The drug produces hypolocomotion in rodents. In addition, it induces the head-twitch response, a behavioral proxy of psychedelic effects, in rodents. This was blocked by the serotonin 5-HT2A receptor antagonist ketanserin. Hence, the drug may have hallucinogenic effects in humans.
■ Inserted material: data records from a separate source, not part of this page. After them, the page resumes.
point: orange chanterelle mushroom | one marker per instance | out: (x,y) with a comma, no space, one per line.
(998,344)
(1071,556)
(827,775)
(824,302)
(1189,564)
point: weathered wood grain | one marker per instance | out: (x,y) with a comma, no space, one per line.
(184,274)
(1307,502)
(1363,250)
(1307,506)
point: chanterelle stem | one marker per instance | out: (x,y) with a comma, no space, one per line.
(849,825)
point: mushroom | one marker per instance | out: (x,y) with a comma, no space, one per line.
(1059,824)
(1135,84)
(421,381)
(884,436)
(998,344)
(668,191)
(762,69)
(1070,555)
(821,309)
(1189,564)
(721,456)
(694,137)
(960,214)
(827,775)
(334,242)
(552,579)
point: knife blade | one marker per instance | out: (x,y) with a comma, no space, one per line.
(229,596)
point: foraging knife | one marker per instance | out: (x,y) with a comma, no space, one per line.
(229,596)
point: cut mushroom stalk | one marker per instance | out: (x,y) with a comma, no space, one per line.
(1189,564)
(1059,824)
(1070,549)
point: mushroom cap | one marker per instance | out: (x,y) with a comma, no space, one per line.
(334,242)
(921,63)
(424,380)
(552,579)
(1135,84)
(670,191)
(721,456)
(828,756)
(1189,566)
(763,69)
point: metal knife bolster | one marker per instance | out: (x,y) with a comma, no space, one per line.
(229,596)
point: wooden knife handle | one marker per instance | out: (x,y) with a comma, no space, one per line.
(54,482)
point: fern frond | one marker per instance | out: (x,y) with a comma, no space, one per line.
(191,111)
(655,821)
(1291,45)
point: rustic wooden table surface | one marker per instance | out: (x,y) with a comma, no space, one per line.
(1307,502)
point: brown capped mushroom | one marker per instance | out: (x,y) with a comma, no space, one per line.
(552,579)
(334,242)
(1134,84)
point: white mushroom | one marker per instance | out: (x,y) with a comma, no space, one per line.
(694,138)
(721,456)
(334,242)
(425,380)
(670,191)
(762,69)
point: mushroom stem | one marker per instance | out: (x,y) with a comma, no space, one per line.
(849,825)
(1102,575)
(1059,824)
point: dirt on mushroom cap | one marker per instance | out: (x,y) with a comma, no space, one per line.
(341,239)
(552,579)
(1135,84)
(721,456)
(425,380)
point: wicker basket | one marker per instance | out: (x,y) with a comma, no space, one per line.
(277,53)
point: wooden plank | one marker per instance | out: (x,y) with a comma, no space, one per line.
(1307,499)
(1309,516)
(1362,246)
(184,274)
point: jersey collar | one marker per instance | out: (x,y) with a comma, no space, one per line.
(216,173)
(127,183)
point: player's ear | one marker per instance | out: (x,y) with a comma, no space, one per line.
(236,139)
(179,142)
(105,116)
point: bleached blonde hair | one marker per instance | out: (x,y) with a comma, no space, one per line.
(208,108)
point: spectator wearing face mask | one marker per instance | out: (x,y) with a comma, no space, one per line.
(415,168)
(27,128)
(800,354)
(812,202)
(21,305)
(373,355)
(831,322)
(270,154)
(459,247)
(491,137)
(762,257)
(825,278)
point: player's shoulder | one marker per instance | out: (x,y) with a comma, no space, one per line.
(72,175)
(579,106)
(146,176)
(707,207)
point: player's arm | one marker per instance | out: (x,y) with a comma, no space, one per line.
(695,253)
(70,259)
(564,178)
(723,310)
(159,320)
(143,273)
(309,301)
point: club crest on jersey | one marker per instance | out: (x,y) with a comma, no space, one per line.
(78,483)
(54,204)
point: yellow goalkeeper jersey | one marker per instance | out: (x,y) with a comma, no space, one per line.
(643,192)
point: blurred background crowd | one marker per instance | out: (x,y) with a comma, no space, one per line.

Conversely, pip-T did not produce conditioned place preference (CPP) and was not self-administered, suggesting that it lacks reinforcing properties and misuse potential, similarly to most other tryptamines.
Chemistry
Synthesis
The chemical synthesis of pip-T has been described.
Analogues
Analogues of pip-T include 5-MeO-pip-T, 10,11-secoergoline (α,N-Pip-T), pyr-T, MPMI, SN-22, RU-24,969, and EMD-386088, among others.
mor-Tryptamine

mor-Tryptamine, or mor-T, also known as 3-(2-morpholinoethyl)indole, is the analogue of pip-T with the piperidine ring replaced with a morpholine ring. It was briefly described by Alexander Shulgin in his book TiHKAL (Tryptamines I Have Known and Loved), including its chemical synthesis. The drug was tested by intramuscular injection of 30mg as the fumarate salt, but produced no effects whatsoever. The 5-methoxy derivative of mor-T, 5-MeO-mor-T, is also known, but is not known to have been tested.
History
Pip-T was first described in the scientific literature by 1959 and was more thoroughly characterized in 1990 and 2020.